5 hidden costs after retirement in Malaysia you must know
1. Medical & healthcare costs
As we age, our medical needs tend to increase:
- Regular treatments
- Daily medication
- Medical aids (e.g. walking sticks, hearing aids)
Health insurance premiums also increase with age — and if you wait too long, you may no longer be eligible for coverage. Planning early can make all the difference.
Tip: Get insurance or takaful while you're still in good health, and start building your health fund early.
Read also: 5 Reasons Why You Need Health Insurance
2. Daily living expenses
Even after retirement, daily costs don’t go away. Many retirees find themselves spending just as much — or more — on essentials like:
- Groceries
- Basic medicines
- Household items
Tip: Use the Belanjawanku app to track your spending and adjust your retirement budget accordingly.
3. Family dependents
Retirement doesn’t always mean full financial independence — for you or your loved ones. Many retirees continue to support:
- Unemployed children
- Grandchildren under full-time care
- Tuition fees, monthly allowances, or emergencies
These situations may not be planned, but they are common. Supporting family is noble — but it’s important to stay within your means and protect your retirement savings first.
Tip: Discuss expectations early with family members so you can plan your support sustainably.
4. Financial emergencies
Retirement doesn’t shield you from life’s surprises. Unexpected events can happen at any time, such as:
- Sudden illness
- Major home repairs
- Loss of loved ones
Without a financial buffer, even one incident can significantly impact your retirement savings.
Tip: Set aside an emergency fund worth 3-6 months of living expenses to stay protected.

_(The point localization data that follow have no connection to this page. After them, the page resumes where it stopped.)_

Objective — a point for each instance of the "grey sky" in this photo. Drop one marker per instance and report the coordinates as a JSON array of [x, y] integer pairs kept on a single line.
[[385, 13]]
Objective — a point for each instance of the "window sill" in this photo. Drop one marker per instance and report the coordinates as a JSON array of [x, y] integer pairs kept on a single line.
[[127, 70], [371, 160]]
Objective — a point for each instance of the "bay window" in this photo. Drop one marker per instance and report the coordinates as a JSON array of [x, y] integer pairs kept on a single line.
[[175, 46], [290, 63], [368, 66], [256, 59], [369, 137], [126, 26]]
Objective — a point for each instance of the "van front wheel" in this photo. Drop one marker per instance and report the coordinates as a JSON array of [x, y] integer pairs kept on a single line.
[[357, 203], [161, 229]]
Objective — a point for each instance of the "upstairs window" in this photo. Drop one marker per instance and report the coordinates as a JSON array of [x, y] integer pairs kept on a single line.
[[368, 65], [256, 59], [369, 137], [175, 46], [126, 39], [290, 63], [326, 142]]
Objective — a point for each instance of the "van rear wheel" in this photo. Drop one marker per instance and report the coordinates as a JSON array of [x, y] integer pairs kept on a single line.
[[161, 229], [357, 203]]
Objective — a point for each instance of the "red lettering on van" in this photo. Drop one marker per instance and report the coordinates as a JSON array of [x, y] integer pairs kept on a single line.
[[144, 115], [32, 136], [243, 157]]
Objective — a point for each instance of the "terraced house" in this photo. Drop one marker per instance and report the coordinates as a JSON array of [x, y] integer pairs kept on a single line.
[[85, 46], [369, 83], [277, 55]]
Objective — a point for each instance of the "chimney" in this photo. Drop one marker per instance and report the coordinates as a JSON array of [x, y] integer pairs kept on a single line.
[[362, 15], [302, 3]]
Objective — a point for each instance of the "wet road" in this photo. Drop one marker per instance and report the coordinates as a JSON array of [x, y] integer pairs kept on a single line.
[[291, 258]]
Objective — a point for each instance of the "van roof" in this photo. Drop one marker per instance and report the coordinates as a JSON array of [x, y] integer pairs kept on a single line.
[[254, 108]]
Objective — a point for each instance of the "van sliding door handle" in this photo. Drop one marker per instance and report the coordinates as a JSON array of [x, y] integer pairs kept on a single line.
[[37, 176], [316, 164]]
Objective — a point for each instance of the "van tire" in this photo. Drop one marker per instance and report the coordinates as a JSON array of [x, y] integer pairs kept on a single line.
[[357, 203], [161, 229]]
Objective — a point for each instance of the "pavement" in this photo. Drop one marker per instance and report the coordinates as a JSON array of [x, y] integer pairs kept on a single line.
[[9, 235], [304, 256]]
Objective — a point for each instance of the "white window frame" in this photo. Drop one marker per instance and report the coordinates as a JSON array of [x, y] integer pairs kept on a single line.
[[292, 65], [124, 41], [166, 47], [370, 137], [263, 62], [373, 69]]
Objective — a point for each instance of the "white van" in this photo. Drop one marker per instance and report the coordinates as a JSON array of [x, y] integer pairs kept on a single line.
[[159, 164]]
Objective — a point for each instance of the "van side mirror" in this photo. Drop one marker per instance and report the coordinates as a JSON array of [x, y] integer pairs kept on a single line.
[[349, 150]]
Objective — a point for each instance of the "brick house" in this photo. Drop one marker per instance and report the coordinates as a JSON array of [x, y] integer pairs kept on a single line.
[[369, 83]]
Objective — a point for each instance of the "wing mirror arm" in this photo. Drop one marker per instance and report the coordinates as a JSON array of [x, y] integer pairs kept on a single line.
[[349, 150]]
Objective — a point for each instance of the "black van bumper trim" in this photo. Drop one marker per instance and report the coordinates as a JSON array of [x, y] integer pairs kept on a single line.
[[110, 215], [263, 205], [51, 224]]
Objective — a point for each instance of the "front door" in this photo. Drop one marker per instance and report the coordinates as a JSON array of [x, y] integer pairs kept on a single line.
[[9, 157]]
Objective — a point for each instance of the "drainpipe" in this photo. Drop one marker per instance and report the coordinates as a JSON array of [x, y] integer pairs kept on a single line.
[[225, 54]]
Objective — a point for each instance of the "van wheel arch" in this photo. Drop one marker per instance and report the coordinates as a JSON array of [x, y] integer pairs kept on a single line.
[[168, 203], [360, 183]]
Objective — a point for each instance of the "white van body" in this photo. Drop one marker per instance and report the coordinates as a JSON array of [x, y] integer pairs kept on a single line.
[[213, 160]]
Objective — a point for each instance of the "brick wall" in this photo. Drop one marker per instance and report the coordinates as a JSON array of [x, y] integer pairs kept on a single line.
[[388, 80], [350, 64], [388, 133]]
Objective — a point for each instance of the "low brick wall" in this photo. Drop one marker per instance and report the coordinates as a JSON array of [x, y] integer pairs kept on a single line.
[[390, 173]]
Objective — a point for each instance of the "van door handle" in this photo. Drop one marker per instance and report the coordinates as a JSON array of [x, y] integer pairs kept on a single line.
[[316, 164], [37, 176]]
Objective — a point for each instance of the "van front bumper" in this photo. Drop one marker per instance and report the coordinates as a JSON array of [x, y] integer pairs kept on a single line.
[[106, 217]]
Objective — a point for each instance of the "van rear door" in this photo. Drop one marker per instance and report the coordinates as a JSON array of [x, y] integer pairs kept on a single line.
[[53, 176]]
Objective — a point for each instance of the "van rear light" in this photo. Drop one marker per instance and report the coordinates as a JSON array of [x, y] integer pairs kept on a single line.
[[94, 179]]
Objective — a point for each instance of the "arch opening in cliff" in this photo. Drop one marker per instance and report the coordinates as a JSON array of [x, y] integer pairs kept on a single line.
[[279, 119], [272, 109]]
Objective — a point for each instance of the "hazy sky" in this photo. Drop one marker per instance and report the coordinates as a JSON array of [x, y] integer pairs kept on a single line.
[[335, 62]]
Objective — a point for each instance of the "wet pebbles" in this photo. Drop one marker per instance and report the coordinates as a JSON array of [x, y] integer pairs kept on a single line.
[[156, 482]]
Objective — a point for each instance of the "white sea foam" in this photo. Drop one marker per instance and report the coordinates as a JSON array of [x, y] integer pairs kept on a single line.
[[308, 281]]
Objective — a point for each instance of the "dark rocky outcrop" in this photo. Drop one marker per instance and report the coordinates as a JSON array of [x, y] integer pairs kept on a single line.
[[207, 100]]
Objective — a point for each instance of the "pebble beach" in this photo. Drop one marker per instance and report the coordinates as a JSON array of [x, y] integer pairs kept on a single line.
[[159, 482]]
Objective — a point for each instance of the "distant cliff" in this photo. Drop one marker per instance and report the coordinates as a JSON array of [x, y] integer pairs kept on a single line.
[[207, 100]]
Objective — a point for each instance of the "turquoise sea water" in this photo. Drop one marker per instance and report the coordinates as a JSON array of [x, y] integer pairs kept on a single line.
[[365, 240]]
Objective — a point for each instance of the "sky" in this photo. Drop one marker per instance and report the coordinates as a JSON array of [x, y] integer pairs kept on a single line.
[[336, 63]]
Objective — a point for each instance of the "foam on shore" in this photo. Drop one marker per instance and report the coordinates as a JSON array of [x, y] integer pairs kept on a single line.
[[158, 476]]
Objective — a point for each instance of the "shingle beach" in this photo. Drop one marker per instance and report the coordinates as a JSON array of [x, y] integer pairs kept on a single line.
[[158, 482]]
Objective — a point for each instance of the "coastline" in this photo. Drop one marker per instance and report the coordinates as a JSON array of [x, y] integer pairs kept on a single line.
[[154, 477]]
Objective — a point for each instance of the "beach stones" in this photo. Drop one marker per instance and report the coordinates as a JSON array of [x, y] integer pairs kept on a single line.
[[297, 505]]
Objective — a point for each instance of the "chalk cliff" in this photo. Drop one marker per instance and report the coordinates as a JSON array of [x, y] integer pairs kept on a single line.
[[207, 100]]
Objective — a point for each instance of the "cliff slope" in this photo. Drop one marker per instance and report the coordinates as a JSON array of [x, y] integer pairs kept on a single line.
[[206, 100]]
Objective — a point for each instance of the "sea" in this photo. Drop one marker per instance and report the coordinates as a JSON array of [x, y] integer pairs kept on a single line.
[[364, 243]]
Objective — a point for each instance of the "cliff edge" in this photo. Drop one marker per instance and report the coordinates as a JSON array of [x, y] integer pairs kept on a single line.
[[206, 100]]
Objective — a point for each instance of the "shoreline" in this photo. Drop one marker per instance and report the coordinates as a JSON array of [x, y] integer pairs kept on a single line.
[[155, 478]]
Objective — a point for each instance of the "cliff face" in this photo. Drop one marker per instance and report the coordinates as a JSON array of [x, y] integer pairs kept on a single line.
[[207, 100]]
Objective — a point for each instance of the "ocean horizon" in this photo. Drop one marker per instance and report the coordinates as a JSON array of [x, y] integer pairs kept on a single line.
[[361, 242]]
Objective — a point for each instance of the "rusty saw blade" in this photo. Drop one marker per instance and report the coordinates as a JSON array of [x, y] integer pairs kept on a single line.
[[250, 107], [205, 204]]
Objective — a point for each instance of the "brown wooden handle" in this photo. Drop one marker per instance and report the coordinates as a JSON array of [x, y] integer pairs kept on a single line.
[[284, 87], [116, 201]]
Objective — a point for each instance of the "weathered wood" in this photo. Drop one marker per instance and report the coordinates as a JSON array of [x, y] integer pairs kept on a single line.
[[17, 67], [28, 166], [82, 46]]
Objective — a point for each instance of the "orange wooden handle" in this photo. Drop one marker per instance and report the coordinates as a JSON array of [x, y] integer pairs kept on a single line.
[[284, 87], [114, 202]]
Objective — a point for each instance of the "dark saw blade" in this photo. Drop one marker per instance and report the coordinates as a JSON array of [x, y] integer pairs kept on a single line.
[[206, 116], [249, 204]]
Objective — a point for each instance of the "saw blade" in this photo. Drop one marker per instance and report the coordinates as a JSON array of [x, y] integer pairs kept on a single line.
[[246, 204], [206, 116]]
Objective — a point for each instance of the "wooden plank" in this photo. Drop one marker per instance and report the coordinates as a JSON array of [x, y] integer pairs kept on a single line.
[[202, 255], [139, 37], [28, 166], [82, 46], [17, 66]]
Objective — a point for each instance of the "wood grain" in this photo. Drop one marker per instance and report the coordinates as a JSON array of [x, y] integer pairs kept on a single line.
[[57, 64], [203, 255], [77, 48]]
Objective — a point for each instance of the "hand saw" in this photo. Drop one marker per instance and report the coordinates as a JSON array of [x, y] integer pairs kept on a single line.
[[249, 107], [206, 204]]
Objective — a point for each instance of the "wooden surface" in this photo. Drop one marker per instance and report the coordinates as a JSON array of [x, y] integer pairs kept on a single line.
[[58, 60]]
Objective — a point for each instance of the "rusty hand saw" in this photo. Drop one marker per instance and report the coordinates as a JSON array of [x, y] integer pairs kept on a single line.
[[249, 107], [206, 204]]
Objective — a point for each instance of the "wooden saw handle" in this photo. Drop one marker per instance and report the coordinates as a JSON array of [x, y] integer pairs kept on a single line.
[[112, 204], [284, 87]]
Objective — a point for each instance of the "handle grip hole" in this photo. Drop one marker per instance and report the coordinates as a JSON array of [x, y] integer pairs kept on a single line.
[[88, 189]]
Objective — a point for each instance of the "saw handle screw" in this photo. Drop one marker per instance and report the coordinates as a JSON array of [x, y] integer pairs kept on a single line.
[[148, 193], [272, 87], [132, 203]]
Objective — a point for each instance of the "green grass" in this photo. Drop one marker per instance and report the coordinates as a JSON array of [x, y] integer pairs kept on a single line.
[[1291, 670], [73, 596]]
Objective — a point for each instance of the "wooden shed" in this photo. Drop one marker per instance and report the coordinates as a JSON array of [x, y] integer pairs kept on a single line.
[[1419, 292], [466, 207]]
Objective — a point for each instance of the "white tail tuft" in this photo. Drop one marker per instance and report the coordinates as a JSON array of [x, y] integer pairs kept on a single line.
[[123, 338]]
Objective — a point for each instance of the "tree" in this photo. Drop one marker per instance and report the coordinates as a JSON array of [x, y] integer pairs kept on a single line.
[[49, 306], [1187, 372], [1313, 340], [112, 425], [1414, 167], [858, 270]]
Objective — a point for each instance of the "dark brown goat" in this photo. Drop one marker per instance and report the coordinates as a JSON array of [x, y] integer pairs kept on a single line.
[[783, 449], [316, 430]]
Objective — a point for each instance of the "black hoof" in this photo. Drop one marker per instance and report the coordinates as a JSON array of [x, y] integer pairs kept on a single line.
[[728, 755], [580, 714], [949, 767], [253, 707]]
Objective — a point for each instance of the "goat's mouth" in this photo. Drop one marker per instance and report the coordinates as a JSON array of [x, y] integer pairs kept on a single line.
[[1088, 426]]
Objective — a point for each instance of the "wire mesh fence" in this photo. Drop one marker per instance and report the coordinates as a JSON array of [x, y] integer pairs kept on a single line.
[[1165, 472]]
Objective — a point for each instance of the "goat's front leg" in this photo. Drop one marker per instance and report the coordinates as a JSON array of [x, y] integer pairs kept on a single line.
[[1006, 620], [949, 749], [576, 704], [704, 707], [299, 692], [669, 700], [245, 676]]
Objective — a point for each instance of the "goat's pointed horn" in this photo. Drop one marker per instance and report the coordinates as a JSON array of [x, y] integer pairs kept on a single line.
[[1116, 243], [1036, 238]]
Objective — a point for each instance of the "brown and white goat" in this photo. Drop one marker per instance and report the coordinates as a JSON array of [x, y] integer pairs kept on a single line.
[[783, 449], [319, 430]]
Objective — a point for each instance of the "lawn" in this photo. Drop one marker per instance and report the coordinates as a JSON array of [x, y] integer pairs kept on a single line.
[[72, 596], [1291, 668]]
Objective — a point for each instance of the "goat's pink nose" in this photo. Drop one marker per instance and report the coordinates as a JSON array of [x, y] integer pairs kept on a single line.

Read also: Emergency Fund: Why You Need One
5. Unexpected costs & inflation
Even with careful planning, retirement budgets can leak in ways you don’t expect. Inflation gradually reduces your purchasing power, while irregular expenses can quietly add up — such as:
- Home repairs or maintenance
- Unplanned financial support for others
- Gradual price hikes
These can easily push your monthly spending beyond you’ve planned. A flexible budget helps you stay on track, even as costs rise.
Tip: Build a flexible budget and apply the 50/30/20 rule to better manage your spending.
Read also: The 50/30/20 Rule: Your Budgeting Best Friend
How to plan for retirement in Malaysia: Smart steps
Embracing retirement in Malaysia: Are you financially ready?
Retirement isn’t the end — it’s the start of a new chapter. Without proper planning, it can turn into an overwhelming one. If you’re in your 30s to 50s, now is the time. Not to panic, but to prepare.
A peaceful retirement doesn’t happen by chance. It starts with awareness today and steady steps towards tomorrow. So one day, you can confidently say: “I’m ready.”